What do those interested in commodities hedging need to understand or consider before they participate?

Companies must understand their price risk. In transportation, companies buy diesel but may or may not be able to pass on or surcharge their customers for any swing in prices. What’s important is defining the price risk the company will bear — that which it cannot pass on to customers — then setting up a strategy to hedge that risk.

It’s a gut-check question. Companies should recall the last time gas went up to $4 per gallon and how that affected them. Those costs likely couldn’t be passed along to customers.

Be honest about how much of an increase the company could absorb. Define what part of that increase the company might be able to pass along. Are margins being protected? Taking price variability off the table will help set the strategy for the hedge price and how long it should be hedged for.

What are the factors that determine a company’s hedging strategy?

Many companies don’t understand they have exposure until it’s too late — for instance, after a price run up. That’s why it’s important for companies to understand their exposure.

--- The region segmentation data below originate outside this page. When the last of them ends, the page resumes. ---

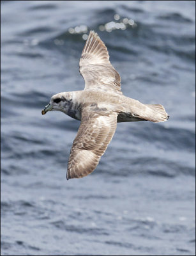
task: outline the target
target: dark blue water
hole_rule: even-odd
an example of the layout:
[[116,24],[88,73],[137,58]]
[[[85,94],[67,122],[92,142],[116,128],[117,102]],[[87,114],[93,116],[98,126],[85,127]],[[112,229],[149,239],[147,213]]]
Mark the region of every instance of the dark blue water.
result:
[[[195,2],[1,4],[1,255],[195,255]],[[80,123],[41,111],[84,88],[90,29],[123,93],[170,118],[119,124],[96,170],[67,181]]]

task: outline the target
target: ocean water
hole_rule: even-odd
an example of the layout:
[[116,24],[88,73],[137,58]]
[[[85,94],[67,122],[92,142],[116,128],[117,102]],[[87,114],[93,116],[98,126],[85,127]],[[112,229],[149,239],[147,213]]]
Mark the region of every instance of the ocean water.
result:
[[[1,255],[195,255],[195,2],[2,1]],[[96,169],[66,180],[80,122],[42,116],[83,90],[89,31],[122,92],[170,119],[118,124]]]

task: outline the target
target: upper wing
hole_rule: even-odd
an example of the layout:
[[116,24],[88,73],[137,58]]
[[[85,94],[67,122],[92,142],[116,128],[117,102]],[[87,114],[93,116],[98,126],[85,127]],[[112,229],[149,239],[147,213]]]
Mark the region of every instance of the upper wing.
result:
[[96,168],[116,125],[116,113],[91,112],[89,108],[82,111],[81,124],[71,149],[67,179],[86,176]]
[[80,60],[80,72],[85,81],[84,90],[121,92],[121,77],[111,65],[103,41],[91,31]]

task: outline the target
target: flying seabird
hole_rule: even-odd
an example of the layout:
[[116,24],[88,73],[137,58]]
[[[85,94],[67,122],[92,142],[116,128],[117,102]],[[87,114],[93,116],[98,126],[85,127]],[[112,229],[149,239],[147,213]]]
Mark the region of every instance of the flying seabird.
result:
[[97,166],[115,132],[117,122],[166,121],[169,115],[160,104],[146,104],[123,95],[121,77],[109,61],[107,49],[91,31],[80,60],[85,81],[83,91],[53,95],[42,110],[58,110],[81,120],[71,148],[67,179],[81,178]]

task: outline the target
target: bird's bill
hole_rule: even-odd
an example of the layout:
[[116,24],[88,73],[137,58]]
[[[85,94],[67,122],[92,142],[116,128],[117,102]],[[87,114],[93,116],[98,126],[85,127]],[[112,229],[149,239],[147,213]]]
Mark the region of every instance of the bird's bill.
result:
[[47,112],[51,111],[52,108],[52,106],[49,103],[45,107],[45,109],[41,110],[41,114],[45,115]]

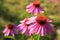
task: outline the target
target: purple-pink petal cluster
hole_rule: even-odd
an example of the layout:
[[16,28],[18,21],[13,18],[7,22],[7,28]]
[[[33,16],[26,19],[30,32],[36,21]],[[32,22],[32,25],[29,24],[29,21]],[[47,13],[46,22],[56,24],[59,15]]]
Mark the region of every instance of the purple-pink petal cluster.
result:
[[17,25],[10,23],[5,26],[5,29],[3,30],[4,36],[12,35],[14,37],[17,30]]
[[28,13],[32,13],[36,15],[36,14],[40,14],[40,12],[44,12],[44,9],[40,6],[39,1],[34,1],[30,3],[29,5],[27,5],[26,11]]

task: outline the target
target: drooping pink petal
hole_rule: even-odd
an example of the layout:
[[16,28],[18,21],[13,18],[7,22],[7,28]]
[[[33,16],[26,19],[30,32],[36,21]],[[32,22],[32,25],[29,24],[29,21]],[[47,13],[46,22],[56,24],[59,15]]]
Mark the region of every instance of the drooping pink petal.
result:
[[31,6],[33,6],[33,3],[30,3],[26,8],[30,8]]
[[10,30],[8,29],[5,33],[4,33],[4,36],[8,36],[10,33]]
[[26,9],[26,11],[27,11],[28,13],[31,13],[34,9],[35,9],[34,6],[31,6],[31,8]]
[[21,31],[21,33],[24,34],[25,31],[26,31],[26,29],[27,29],[27,28],[25,27],[25,28]]
[[24,24],[19,24],[18,27],[20,30],[22,30],[24,28]]
[[30,26],[28,27],[28,29],[33,28],[33,26],[35,26],[35,25],[36,25],[36,23],[35,23],[35,24],[33,24],[33,25],[30,25]]
[[47,22],[52,22],[52,20],[50,20],[50,19],[47,19]]
[[51,26],[49,25],[49,24],[46,24],[45,25],[46,26],[46,30],[47,30],[47,32],[50,34],[51,33]]
[[3,30],[3,33],[5,33],[7,30],[8,30],[8,28],[6,27],[6,28]]
[[35,15],[38,14],[37,8],[35,8],[32,13],[35,14]]
[[30,29],[29,33],[35,33],[35,29],[37,28],[37,25],[33,26],[33,28]]
[[14,31],[13,30],[11,30],[11,35],[14,37]]

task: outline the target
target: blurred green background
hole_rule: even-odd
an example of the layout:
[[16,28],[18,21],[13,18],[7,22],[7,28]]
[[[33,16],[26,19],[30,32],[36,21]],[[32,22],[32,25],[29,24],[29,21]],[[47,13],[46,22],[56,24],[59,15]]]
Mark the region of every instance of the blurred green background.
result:
[[[3,29],[8,23],[19,24],[19,21],[31,15],[25,11],[26,6],[34,0],[0,0],[0,40],[4,40]],[[45,15],[52,19],[52,35],[41,37],[41,40],[60,40],[60,0],[55,3],[50,0],[39,0],[45,10]],[[16,40],[31,40],[18,34]]]

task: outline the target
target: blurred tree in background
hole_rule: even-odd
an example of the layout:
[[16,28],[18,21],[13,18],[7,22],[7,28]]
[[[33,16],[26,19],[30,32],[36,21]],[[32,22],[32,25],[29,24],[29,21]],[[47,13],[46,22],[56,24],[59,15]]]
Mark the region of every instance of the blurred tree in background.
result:
[[[18,24],[20,20],[31,16],[25,11],[25,7],[32,1],[33,0],[0,0],[0,40],[3,40],[2,31],[6,24],[11,22]],[[54,28],[60,29],[60,0],[56,3],[50,0],[40,0],[40,2],[45,10],[44,14],[53,20],[52,24]],[[19,34],[19,36],[16,35],[16,38],[21,38],[22,40],[24,40],[23,38],[27,38],[26,36],[21,36],[21,34]],[[44,40],[44,38],[42,38],[42,40]],[[50,36],[49,38],[52,40]]]

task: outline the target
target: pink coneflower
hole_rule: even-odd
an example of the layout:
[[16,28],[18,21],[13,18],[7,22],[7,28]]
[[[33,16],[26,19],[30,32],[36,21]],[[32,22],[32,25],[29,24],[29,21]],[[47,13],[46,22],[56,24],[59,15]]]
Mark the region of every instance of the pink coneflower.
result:
[[50,0],[52,3],[56,3],[58,0]]
[[40,34],[41,36],[45,36],[47,33],[51,33],[51,20],[47,19],[44,15],[39,15],[33,18],[32,20],[33,25],[31,24],[28,29],[29,33],[32,34]]
[[30,35],[29,30],[28,30],[29,24],[27,24],[27,21],[29,21],[29,20],[24,19],[24,20],[20,21],[21,24],[19,24],[18,27],[22,34]]
[[39,1],[34,1],[26,7],[26,11],[28,13],[32,13],[36,15],[36,14],[39,14],[40,12],[41,13],[44,12],[44,9],[40,6]]
[[16,33],[17,26],[15,24],[8,24],[5,26],[5,29],[3,30],[4,36],[12,35],[14,37],[14,34]]

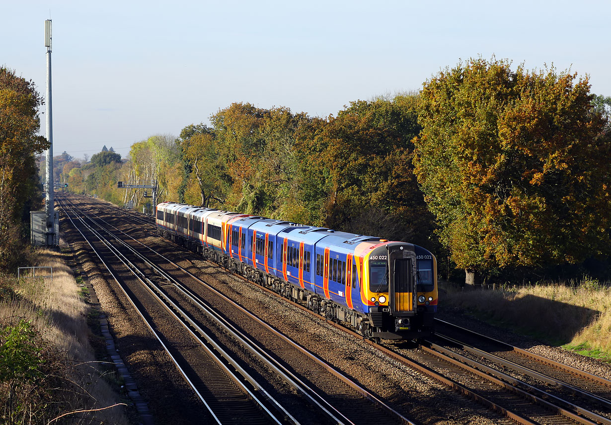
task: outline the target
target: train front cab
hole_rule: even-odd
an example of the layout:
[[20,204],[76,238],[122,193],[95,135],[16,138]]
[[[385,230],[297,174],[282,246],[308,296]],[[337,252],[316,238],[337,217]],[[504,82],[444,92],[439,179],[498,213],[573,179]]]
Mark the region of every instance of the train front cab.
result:
[[430,266],[422,265],[427,268],[427,278],[436,279],[434,257],[419,246],[390,242],[378,245],[365,256],[364,298],[367,297],[372,338],[413,339],[432,333],[437,287],[434,281],[426,286],[419,284],[422,279],[417,257],[425,255],[420,251],[430,257]]

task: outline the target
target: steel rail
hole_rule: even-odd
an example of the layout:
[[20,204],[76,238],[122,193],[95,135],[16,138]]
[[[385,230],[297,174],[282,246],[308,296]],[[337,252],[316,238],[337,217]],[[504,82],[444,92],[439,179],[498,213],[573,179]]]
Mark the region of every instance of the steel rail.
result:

Those that are worried about their budget in 2017 should set a budget for their commodity purchases in the third quarter and then hedge the cost. It’s a best practice to have a hedging strategy that reaches out 24 to 36 months, which allows the company to average out the dollar cost and mitigate the volatility in commodity pricing. A company could decide to be 75 percent hedged at first then taper down as time moves on. But don’t quit hedging.

Do an annual review. Check to make sure nothing has changed in the exposure. Check to see if contracts and risks are the same, if line items have changed and that the strategy is in line with exposure.

Hedging is good insurance. It also helps companies be more thoughtful about their exposure, and determine a strategy to reduce that risk.